A landmark film in the portrayal of homosexuals, AIDS, and homophobia on film, Philadelphia crashes through long-established barriers and puts a human and heroic face to the long-suffering gay community.

Lawyer Andrew Beckett (Tom Hanks) is a young rising star at his Philadelphia-based law firm. He is also gay and HIV positive, conditions that he withholds from his employer, including respected head of the firm Charles Wheeler (Jason Robards). When the signs of AIDS become unmistakable, Beckett is fired, purportedly for botching his preparations for a crucial case.

With no reputable attorney willing to help him, Beckett turns to ambulance-chasing lawyer Joe Miller (Denzel Washington) to represent him in a wrongful dismissal case. Initially reluctant and himself suffering from homophobic tendencies, Miller gradually moves past the labels and gets to know Becket's circle of family and friends, including lover Miguel (Antonio Banderas) and mother Sarah (Joanne Woodward). During court testimony, and with Beckett's health failing badly, Wheeler's lawyer (Mary Steenburgen) argues that Beckett was fired for growing incompetence, while Miller presents the dismissal as a pure case of discrimination against Beckett's sexual orientation.

Loosely based on a true story, Philadelphia informs without preaching, Ron Nyswaner's script focusing on the characters and not shying away from portraying the harsh but typical slurs that gays routinely endure. The movie keeps its eyes wide open in chronicling the horrors of AIDS, and succeeds in presenting snippets of gay life as routine and mundane. Miller and his wife even get to attend a gay party at Beckett's house, and the event is no more or less interesting than any other party.

Tom Hanks won a deserved Academy Award for his portrayal of Andrew Beckett. In a surprisingly physical role, Hanks frightfully wastes away from an energetic lawyer into a gaunt, diseased AIDS victim, dangerously thin, with hollow eyes and pasty skin. Washington's Joe Miller represents the era's pervasive man-in-the-street attitude towards gays, at best insecure and more commonly mistrustful and ill-at-ease. Washington injects plenty of soul into the film's main journey, as Miller treads carefully into a previously mysterious world and matures into a champion of anti-discrimination.

Philadelphia's supporting cast is stacked with talent. Antonio Banderas is the passionate lover, Jason Robards the crusty old fox of a lawyer, Mary Steenburgen the icy defence counsel, and Joanne Woodward is marginally underused as Beckett's mother. They collectively make sure that Hanks and Washington have worthy foils and sharp sparring partners in every scene.
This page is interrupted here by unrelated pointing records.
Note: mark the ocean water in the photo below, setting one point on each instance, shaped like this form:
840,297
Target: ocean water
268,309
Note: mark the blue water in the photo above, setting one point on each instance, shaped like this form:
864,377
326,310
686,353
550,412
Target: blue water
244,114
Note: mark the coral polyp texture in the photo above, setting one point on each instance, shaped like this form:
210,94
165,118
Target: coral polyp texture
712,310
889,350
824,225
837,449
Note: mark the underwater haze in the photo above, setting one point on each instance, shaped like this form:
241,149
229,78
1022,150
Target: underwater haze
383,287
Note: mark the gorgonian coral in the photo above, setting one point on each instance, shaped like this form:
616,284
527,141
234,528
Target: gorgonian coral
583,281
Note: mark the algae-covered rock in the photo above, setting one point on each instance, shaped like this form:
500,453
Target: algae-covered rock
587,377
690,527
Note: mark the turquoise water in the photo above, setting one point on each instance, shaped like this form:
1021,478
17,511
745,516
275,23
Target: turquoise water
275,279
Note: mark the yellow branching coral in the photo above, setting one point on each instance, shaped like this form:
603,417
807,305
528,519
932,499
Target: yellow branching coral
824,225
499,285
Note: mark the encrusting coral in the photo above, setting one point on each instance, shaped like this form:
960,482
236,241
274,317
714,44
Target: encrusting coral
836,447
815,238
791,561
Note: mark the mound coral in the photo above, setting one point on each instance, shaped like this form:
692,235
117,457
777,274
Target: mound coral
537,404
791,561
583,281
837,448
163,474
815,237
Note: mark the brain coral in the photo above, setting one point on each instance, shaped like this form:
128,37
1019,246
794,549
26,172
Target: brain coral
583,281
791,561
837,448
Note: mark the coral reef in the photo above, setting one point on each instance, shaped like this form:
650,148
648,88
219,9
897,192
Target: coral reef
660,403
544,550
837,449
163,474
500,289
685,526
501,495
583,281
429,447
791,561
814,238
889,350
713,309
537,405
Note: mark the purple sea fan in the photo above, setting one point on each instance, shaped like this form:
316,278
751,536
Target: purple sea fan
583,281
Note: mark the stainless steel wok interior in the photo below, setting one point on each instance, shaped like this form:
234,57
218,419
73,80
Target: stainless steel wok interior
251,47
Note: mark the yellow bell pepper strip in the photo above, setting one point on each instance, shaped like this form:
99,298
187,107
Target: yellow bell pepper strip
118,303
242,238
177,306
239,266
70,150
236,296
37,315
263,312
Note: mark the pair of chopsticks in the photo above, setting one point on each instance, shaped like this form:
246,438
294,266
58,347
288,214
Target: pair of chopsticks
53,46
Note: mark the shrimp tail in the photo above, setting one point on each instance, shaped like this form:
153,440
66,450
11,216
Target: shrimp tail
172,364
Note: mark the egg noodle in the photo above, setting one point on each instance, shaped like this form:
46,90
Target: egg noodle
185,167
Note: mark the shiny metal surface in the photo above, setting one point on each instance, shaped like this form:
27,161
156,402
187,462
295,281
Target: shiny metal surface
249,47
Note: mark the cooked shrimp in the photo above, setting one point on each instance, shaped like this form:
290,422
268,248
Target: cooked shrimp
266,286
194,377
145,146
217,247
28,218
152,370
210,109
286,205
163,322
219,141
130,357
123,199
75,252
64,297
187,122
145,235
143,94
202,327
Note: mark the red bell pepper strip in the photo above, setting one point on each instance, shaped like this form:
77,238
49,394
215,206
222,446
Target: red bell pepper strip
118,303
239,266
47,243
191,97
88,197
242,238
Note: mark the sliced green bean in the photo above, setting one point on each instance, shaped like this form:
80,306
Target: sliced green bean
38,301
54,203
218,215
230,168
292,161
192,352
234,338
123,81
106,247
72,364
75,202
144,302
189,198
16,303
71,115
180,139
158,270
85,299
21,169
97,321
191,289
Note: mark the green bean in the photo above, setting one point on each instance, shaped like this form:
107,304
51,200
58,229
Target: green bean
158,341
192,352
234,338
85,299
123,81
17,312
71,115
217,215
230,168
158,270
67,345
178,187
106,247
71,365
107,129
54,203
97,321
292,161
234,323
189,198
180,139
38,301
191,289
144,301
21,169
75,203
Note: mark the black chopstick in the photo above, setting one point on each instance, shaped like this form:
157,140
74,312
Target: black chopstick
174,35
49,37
Director Jonathan Demme pays equal attention to Beckett's professional legal and personal survival battles, the common thread in both being the struggle for dignity and acceptance. While the overall pace is brisk, late on Demme does get bogged into a few prolonged scenes designed for the sole purpose of inducing tears. These overly melodramatic moments take away from the essential matter-of-factness that successfully drives the film, as well as unnecessarily dragging the running time past the two hour mark.

With his first ever song written for a movie, Bruce Springsteen also picked up an Academy Award, Streets Of Philadelphia an appropriately haunting and melancholy tune. Philadelphia may not be cinematically perfect, but it nevertheless a powerful achievement, and a milestone on the essential road to a more inclusive and more mature society.